BENGALURU (Reuters) - Shares of Lakshmi Vilas Bank Ltd fell more than 6% on Monday, after the country’s central bank okayed a three-member committee of directors to run the private lender after its shareholders voted out seven directors.
Lakshmi Vilas, which has been struggling with bad loans and governance issues, said on Sunday its shareholders had voted out seven directors, including rejecting the reappointment of its chief executive officer.
The Reserve Bank of India (RBI) said a panel of three independent directors will manage day-to-day affairs at the lender and exercise the discretionary powers of the managing director and CEO. (bit.ly/3kW6c9Y)
Board member appointments for the company had been up for voting on Sept. 25, at its annual general meeting.

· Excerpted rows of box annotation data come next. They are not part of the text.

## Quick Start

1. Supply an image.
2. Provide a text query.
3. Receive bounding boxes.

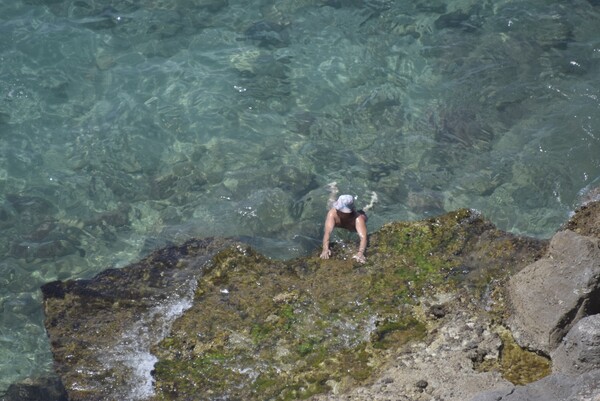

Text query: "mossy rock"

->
[153,209,546,400]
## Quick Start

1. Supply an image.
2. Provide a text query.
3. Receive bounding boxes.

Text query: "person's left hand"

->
[352,252,367,263]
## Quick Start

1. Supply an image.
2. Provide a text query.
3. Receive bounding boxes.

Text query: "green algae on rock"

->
[153,209,546,400]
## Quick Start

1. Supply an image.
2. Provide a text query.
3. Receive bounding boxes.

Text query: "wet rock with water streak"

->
[42,239,229,401]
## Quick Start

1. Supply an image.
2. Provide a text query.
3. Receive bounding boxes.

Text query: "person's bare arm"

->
[321,209,335,259]
[352,216,367,263]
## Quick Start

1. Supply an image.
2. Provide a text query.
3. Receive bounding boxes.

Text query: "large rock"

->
[552,315,600,375]
[471,370,600,401]
[508,230,600,354]
[43,210,547,401]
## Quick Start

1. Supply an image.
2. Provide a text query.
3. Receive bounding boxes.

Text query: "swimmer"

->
[321,182,377,263]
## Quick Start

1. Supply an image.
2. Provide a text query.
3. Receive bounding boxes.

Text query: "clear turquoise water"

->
[0,0,600,390]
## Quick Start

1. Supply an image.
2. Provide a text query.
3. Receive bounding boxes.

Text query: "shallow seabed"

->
[0,0,600,390]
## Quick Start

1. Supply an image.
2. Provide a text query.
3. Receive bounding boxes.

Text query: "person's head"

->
[333,195,354,213]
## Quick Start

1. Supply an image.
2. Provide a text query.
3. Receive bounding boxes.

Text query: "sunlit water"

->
[0,0,600,390]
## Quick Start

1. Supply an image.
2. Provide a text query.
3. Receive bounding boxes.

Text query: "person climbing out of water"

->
[321,182,377,263]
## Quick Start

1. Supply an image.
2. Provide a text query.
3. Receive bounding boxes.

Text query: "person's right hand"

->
[321,249,331,259]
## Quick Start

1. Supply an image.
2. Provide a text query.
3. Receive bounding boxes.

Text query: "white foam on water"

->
[102,280,196,401]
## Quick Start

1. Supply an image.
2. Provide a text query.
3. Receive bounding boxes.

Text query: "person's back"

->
[321,190,376,263]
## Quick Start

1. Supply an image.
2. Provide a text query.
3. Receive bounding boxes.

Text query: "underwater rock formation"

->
[42,204,600,401]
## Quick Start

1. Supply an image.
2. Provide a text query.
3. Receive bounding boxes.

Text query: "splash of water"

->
[101,280,197,401]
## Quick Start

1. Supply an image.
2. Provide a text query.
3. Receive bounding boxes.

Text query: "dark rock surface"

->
[552,315,600,375]
[0,377,68,401]
[508,230,600,354]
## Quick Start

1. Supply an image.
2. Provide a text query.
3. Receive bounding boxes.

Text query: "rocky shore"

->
[2,203,600,401]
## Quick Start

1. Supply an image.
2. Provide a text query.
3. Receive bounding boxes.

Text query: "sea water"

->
[0,0,600,392]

Lakshmi Vilas’ stock fell as much as 6.3%, knocking off more than 400 million rupees ($5.43 million) from its market capitalization, before recovering most of its losses on Monday.
The Chennai-based lender, which is in need of capital, has been trying to find a buyer for a year.
The bank was approached by Clix Capital in June for a possible stake purchase, according to media reports, while earlier, RBI had rejected a proposal for it to merge with Indiabulls Housing Finance Ltd.
Lakshmi Vilas’ liquidity coverage ratio was about 262% as of Sept. 27, against the minimum 100% required by RBI, the company said on Sunday.